As bicycle advocates closed ranks in Washington D.C. last week to prevent Congress from gutting federal funding for pedestrian and bike trails, an obscure federal report emerged indicating those programs may have helped reduce cycling fatalities in 2009.

The report released by the National Highway Traffic Safety Administration (NHTSA) reported that 630 “pedalcyclists” were killed in 2009, down 12 percent from the 718 fatalities reported in 2008. The overall accident trend is also down two percent, with 51,000 cyclists injured in motor vehicle traffic crashes in 2009, compared with 52,000 cyclists injured in 2008.

The NHTSA figures are collected annually, but the 2009 data is the latest to be published by the government.

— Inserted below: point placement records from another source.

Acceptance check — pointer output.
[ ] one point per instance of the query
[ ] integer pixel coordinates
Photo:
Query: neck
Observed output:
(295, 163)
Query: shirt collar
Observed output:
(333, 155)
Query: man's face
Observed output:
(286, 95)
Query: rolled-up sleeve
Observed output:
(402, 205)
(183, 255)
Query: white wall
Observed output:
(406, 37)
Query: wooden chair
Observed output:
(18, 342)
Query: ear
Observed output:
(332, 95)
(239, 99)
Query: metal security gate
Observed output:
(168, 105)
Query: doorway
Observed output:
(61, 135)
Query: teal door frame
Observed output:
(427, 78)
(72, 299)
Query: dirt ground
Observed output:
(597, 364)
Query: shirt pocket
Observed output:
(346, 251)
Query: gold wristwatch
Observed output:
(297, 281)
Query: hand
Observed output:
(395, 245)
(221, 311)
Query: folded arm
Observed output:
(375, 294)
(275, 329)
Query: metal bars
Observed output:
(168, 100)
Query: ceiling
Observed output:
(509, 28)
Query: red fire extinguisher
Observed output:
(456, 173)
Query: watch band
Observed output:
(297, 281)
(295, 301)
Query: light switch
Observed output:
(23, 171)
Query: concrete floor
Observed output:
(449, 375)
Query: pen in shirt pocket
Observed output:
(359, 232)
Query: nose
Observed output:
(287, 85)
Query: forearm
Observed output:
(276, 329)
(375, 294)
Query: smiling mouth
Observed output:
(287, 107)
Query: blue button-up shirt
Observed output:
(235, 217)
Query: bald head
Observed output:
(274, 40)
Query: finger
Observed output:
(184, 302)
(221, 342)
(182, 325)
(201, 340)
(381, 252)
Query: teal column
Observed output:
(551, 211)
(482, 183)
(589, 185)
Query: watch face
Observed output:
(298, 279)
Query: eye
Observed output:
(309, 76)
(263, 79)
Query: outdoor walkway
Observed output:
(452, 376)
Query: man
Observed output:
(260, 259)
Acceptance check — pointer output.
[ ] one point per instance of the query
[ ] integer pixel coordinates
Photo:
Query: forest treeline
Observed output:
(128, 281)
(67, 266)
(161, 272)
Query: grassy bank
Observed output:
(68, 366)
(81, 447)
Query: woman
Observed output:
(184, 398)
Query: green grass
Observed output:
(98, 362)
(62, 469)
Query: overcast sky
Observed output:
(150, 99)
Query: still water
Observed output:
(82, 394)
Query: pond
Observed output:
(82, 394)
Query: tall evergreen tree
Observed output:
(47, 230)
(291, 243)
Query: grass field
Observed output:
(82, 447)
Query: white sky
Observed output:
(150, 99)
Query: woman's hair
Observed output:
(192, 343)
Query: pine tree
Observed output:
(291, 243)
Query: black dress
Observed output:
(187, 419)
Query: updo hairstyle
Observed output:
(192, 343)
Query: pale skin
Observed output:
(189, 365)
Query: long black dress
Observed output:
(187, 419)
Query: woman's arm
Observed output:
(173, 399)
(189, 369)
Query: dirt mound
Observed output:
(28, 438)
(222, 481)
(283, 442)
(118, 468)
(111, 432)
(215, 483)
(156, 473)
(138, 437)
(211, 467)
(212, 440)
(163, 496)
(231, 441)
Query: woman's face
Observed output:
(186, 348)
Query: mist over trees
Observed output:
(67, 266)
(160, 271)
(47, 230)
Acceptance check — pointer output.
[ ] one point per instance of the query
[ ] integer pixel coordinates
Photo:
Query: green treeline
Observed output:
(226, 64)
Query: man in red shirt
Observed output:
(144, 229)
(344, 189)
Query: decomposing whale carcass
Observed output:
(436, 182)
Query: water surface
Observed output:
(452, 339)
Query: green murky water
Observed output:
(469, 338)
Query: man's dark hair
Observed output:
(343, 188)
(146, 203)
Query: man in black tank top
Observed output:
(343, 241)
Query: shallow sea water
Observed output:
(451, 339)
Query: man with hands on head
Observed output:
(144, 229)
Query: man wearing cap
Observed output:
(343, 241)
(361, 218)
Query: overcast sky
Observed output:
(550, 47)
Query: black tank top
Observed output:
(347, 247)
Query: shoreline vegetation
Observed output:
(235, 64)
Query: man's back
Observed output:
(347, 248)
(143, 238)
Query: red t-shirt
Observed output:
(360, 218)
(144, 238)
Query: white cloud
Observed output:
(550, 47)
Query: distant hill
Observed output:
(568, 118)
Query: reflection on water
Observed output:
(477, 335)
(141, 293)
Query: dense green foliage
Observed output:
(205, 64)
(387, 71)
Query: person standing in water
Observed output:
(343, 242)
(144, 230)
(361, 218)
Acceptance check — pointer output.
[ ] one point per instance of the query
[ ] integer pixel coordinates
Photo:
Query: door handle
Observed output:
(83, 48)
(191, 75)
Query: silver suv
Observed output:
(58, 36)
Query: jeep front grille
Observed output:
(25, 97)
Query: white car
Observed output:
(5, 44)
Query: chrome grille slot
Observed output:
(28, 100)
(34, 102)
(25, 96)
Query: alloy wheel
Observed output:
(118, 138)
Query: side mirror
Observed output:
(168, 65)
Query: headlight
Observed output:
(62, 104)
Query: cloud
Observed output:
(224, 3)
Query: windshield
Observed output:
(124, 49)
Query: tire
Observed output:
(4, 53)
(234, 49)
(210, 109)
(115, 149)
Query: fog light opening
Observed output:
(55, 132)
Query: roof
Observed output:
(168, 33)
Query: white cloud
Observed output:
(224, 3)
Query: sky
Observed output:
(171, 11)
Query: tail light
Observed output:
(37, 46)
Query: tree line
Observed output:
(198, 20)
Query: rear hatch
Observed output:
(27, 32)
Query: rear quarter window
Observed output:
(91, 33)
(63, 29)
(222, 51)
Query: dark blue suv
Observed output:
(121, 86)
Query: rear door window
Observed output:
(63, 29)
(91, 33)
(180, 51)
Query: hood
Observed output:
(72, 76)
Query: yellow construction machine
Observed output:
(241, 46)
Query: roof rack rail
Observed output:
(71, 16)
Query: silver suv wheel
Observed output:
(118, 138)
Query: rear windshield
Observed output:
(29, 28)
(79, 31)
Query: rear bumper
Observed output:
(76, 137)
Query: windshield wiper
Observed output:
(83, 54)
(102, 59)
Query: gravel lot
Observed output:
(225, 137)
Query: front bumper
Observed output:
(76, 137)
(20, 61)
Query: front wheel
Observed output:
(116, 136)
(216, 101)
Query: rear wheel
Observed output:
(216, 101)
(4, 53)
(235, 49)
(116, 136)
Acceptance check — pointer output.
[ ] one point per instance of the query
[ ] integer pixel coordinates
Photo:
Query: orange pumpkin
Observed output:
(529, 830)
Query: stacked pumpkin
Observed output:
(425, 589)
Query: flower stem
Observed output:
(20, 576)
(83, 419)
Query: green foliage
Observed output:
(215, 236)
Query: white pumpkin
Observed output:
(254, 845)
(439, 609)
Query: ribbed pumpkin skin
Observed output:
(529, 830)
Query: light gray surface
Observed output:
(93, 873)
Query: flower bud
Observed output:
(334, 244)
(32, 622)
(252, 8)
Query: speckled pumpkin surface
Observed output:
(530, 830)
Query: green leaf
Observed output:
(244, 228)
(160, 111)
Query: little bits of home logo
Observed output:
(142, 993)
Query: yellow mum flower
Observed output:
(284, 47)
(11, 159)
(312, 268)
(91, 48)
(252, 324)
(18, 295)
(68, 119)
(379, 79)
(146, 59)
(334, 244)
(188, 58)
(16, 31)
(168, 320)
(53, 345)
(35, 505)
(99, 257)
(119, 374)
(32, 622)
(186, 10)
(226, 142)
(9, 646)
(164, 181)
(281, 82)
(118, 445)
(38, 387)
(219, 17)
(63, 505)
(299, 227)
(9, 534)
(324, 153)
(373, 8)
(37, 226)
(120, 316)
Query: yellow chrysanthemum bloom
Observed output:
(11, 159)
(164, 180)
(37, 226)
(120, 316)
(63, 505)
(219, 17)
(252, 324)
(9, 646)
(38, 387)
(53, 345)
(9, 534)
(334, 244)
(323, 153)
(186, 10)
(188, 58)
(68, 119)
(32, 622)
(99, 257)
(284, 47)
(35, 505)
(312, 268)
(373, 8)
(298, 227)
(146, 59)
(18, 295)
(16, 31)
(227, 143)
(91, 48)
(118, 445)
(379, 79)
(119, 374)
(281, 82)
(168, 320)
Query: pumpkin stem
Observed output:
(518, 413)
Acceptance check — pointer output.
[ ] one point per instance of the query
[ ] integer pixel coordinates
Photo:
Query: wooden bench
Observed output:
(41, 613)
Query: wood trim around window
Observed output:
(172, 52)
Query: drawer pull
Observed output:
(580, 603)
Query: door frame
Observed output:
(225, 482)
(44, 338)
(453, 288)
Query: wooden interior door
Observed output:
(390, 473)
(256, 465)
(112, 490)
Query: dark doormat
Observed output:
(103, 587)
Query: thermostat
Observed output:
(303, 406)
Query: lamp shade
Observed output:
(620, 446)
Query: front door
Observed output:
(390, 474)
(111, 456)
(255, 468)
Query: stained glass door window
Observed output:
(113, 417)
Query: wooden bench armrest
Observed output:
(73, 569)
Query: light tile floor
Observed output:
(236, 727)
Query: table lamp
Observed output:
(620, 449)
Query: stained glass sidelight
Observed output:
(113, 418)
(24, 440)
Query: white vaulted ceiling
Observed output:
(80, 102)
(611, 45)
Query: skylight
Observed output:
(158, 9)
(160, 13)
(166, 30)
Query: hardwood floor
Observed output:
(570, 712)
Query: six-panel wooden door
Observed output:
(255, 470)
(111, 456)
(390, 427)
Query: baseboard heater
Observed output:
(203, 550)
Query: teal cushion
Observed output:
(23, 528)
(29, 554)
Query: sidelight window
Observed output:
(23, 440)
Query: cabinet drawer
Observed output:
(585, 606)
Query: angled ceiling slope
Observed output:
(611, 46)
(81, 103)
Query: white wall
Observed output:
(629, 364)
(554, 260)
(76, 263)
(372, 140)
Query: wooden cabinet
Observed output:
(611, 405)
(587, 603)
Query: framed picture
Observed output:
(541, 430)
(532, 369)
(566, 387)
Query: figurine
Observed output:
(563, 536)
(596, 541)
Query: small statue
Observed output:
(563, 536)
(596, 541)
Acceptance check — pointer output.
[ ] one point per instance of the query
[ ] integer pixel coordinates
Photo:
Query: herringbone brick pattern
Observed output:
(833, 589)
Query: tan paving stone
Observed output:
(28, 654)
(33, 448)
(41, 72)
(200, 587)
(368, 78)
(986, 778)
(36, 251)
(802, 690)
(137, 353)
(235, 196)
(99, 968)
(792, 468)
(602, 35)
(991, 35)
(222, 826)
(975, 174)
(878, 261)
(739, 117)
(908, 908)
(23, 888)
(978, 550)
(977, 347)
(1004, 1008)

It shows that cycling fatalities account for just two percent of all motor vehicle traffic fatalities and injuries, with the largest percentage of these accidents occurring during the daylight hours between 4 a.m. and 8 p.m. (29%).

 Around 70 percent of fatalities in both 2008 and 2009 occurred in urban locations, with males making up the majority of this population (87%).
“We are in the position of hearing about accidents literally every day, so these new figures are somewhat encouraging,” said Edward Wimmer, founder of Road ID, which provides cyclists and other athletes with ID bracelets and publicized release of the report last week. “The data can be a bit hard to find, but we hope by bringing it to the attention of the bike community, we can add our voice to the critical need for bike safety in our national transportation planning.”